By the time Muller learned he had hepatitis C in 1996, his disease had caused cirrhosis, severe scarring of the liver. He never knew how he got it. His only hope was a transplant, but he was denied a place on the waiting list.

In November 2001, after he sued the state, the University of Michigan Medical Center agreed to put him on the list if he remained drug free. Ten days later, a prison guard arrived at Muller's cell to collect a urine sample. The test came back positive for THC, the active ingredient in marijuana, prompting the hospital to drop him from consideration for a transplant.

'Draw your own conclusions'

Muller insisted he had not used marijuana, but almost no one, not even his family, believed him. The U-M law students asked that they be allowed to have the urine sample tested, but corrections officials insisted it no longer existed.

But the law students tracked it to a Texas laboratory and had the DNA compared with a sample of Muller's blood. The test showed the urine was not Muller's. His attorneys claimed someone deliberately switched the urine sample to keep Muller off the transplant list.

"You can draw your own conclusions," Santacroce said. "I'm saying I don't understand how else it could happen."

After repeatedly being denied parole, Muller was released from prison in the fall of 2002 and came to live with a niece in Grand Rapids. While in prison, he had earned a bachelor's degree in behavioral science, and he hoped to get his master's in social work at Grand Valley State University.
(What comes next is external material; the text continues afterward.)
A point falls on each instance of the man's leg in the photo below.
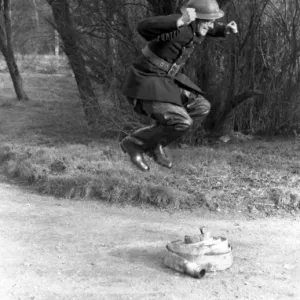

"I'd like to think I might have 10 or maybe 15 more good years where I could be productive in some socially acceptable fashion," he said in a 2003 interview with the Metro Times, a Detroit weekly alternative newspaper. "If it doesn't come to pass, then it doesn't."

It didn't.

In March 2003, his older brother, John, drove him to Ann Arbor for a doctor's appointment. On the way home, Muller became so ill his brother turned the car around and returned to the hospital.

"That was the end," said his mother, Martha Gabrick, 83. "When the liver got to the point it didn't work anymore, it was quick."

He slipped into a coma and died. He was 51.

More than three years later, Martha Gabrick, a retired nurse, still believes her son could have been saved with proper medical care.

Santacroce knows it's not easy for the public to feel sympathy for someone like Muller, who was in and out of prison for burglary, carrying a concealed weapon and armed robbery.

"It wasn't a life sentence," he said. "But in the end, by denying him this treatment, they were sentencing him to death for a robbery.

"That, to me, was tremendously unjust."